Headline Inflation the rate of change in the weighted average prices of all goods and services in the CPI basket. Core Inflation An alternative measure of inflation that eliminates transitory effects on the CPI, core inflation removes certain components of the CPI basket that are subject to volatile price movements, such as food and energy, and other items affected by supply side factors, the price changes from which are not within the control of monetary policy. Official Definition - This refers to the rate of change in the CPI which excludes the following items/ commodity groups: rice, corn, fruits and vegetables, and fuel items (gas, liquefied petroleum gas (LPG), kerosene, gasoline and diesel), which together represent 18.4 percent of the CPI basket. Core inflation data for 2001-2002 are BSP estimates while the data starting January 2003 are the official National Statistics Office (NSO) figures.
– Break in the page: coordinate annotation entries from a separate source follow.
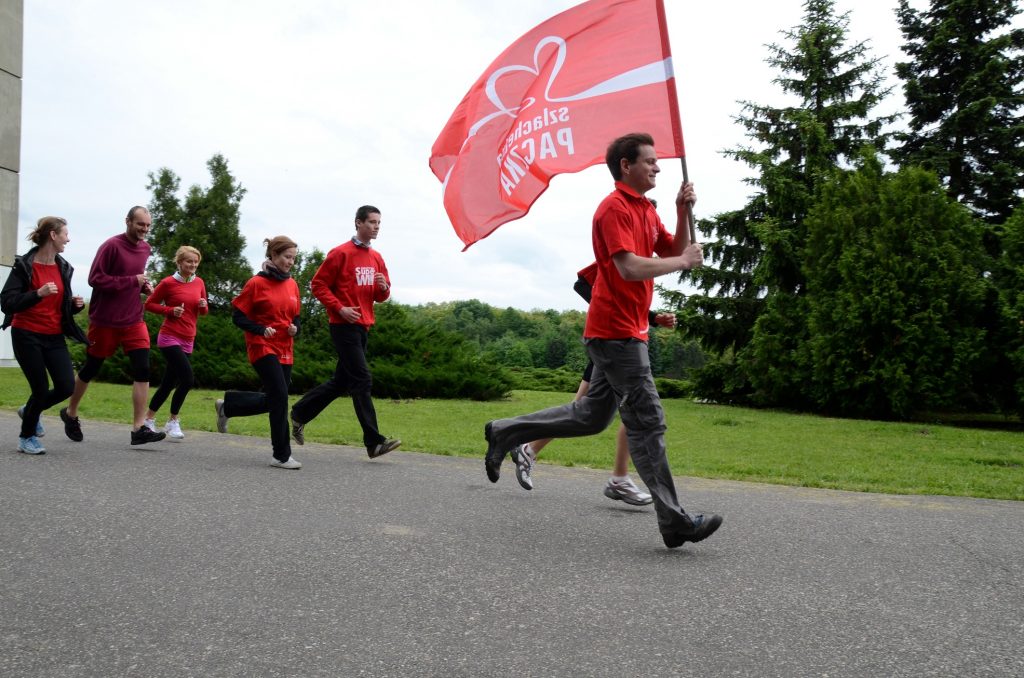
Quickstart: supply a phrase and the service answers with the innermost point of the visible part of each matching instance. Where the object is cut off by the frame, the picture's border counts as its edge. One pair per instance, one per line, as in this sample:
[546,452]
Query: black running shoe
[493,460]
[704,526]
[73,426]
[142,435]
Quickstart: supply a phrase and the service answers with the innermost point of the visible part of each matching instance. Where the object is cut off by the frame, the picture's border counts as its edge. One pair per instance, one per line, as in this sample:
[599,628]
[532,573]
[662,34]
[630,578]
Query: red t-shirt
[170,294]
[625,221]
[44,316]
[271,303]
[346,279]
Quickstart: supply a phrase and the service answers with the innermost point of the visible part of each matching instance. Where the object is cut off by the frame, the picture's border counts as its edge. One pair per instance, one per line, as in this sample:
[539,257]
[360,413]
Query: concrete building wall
[11,49]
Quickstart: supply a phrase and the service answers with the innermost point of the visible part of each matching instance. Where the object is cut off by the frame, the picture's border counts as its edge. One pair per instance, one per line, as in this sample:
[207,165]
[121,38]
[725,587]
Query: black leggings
[138,358]
[178,372]
[39,354]
[272,399]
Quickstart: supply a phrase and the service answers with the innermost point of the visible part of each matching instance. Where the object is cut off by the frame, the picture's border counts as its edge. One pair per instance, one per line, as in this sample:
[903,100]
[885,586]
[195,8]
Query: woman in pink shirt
[180,299]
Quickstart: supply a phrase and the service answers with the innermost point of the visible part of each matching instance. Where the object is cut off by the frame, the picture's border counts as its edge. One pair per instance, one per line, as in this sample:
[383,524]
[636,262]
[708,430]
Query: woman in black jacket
[38,305]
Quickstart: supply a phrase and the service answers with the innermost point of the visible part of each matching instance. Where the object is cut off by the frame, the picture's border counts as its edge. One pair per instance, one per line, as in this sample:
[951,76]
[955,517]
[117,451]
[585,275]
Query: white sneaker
[173,429]
[290,464]
[524,460]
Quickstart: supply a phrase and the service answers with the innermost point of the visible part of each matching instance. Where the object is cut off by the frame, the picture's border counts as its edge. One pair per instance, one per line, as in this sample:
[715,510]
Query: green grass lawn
[705,440]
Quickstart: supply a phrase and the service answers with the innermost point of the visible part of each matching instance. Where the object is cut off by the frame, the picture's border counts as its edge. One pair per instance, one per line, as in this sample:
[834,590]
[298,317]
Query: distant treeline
[461,349]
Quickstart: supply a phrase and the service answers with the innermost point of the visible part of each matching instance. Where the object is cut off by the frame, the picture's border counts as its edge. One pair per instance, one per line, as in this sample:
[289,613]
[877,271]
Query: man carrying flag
[627,232]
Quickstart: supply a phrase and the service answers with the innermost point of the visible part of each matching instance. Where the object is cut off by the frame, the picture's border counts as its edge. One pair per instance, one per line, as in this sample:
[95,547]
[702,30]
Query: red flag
[551,103]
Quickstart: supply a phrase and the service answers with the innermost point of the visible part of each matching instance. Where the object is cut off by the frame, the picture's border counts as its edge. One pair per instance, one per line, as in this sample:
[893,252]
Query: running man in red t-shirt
[627,234]
[349,282]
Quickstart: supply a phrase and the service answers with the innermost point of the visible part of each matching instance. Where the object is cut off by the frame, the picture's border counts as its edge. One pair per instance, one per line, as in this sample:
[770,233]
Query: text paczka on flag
[551,103]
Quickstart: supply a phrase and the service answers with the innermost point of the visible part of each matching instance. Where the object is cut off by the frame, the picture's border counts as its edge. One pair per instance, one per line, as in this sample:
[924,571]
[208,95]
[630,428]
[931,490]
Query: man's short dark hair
[627,146]
[131,212]
[364,212]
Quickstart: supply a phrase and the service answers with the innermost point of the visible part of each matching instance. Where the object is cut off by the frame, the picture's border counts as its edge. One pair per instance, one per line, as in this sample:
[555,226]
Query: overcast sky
[322,106]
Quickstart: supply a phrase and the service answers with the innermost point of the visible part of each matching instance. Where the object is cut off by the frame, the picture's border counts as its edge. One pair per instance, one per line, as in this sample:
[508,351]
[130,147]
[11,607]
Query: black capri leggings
[178,372]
BSPs Alternative Measures of Core Inflation:

Net of Selected Volatile Items - This measure refers to the rate of change in the CPI which excludes the following items/ commodity groups: educational services, fruits and vegetables, personal services, rentals, recreational services, rice, and corn which together represent 37.6 percent of the CPI basket. Trimmed Mean - represents the average inflation of the (weighted) middle 70 percent in a lowest-to-highest ranking of year-on-year inflation rates for all CPI components. Weighted Median - represents the middle inflation (corresponding to a cumulative CPI weight of 50 percent) in a lowest-to-highest ranking of year-on-year inflation rates.

M1 or Narrow Money consists of currency in circulation (or currency outside depository corporations) and peso demand deposits. M2 or Broad Money consists of M1 plus peso savings and time deposits. M3 or Broad Money Liabilities consists of M2 plus peso deposit substitutes, such as promissory notes and commercial papers (i.e., securities other than shares included in broad money). M4 - consists of M3 plus transferable and other deposits in foreign currency.